Which didn't tell him much. All the same, Arkady was satisfied with finding anything. He picked up a knife in the kitchen and let the blue of the sea draw him to a balcony chair. One moment he was full of nervous energy, the next barely able to move his feet. Was it the six-hour time difference from Moscow? Fear? The breeze was soft, the weight of the knife across his stomach was reassuring and he fell asleep, cooled by the sweat on his face.

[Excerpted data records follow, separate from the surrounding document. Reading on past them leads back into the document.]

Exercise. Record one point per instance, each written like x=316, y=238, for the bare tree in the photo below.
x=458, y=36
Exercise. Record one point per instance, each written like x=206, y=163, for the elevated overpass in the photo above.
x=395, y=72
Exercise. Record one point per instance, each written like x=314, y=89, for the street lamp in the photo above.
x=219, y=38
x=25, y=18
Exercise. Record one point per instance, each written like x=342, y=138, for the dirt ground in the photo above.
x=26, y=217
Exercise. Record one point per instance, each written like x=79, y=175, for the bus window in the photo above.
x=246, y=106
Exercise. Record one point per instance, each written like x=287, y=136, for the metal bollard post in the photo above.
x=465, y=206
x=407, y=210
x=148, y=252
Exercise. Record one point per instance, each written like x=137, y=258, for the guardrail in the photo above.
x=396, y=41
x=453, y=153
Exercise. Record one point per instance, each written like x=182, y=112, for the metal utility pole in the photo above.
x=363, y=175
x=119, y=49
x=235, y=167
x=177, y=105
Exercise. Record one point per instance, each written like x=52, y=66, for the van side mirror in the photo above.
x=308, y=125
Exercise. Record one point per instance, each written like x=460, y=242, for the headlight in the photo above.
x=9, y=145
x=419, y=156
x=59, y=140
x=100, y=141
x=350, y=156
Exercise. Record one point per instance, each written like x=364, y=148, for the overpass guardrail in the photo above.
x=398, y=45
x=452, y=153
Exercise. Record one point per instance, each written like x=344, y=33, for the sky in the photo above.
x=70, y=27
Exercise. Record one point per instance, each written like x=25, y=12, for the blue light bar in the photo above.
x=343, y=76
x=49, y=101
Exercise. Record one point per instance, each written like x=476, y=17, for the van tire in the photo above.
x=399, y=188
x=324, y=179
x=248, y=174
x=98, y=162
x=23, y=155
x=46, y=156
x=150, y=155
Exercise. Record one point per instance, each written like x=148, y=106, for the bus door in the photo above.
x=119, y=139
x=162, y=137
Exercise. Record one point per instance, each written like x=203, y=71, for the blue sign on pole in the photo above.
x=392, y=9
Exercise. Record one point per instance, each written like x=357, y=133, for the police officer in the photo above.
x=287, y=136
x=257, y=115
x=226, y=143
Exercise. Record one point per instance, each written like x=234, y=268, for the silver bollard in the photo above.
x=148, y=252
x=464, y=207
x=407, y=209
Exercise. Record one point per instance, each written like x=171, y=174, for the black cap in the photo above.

He awoke to the rising pitch of sirens. The sun had moved to the far end of the Malecon, and coming up the seawall boulevard was a high-speed vanguard of four motorcycles, their way cleared in advance by PNRs who had suddenly appeared ahead at every intersection to stop all other traffic and chase bikers and pedicabs out of the way. Behind the bikes came a smooth, silent convoy, and as it flashed by people on the sidewalk paused in midstep, eyes darting to each vehicle as it flew past, from boxy Land Rover to wide Humvee, to a little Minint Lada that ran like a lapdog in front of two black Mercedes 280s with tinted glass and the swaying ride of heavy armor, from radio van to ambulance, from trailing Land Rover to a rear guard of four more cycles, an energetic whirlwind that made the entire Malecon come to a stop like a population in a trance and then, with its passing, released them.

Arkady's name was being shouted, and down on the pavement he saw Erasmo tilted backward in his wheelchair.

'Bolo, did you see him?' Erasmo touched his beard to signify El Lider, El Comandante, Fidel himself.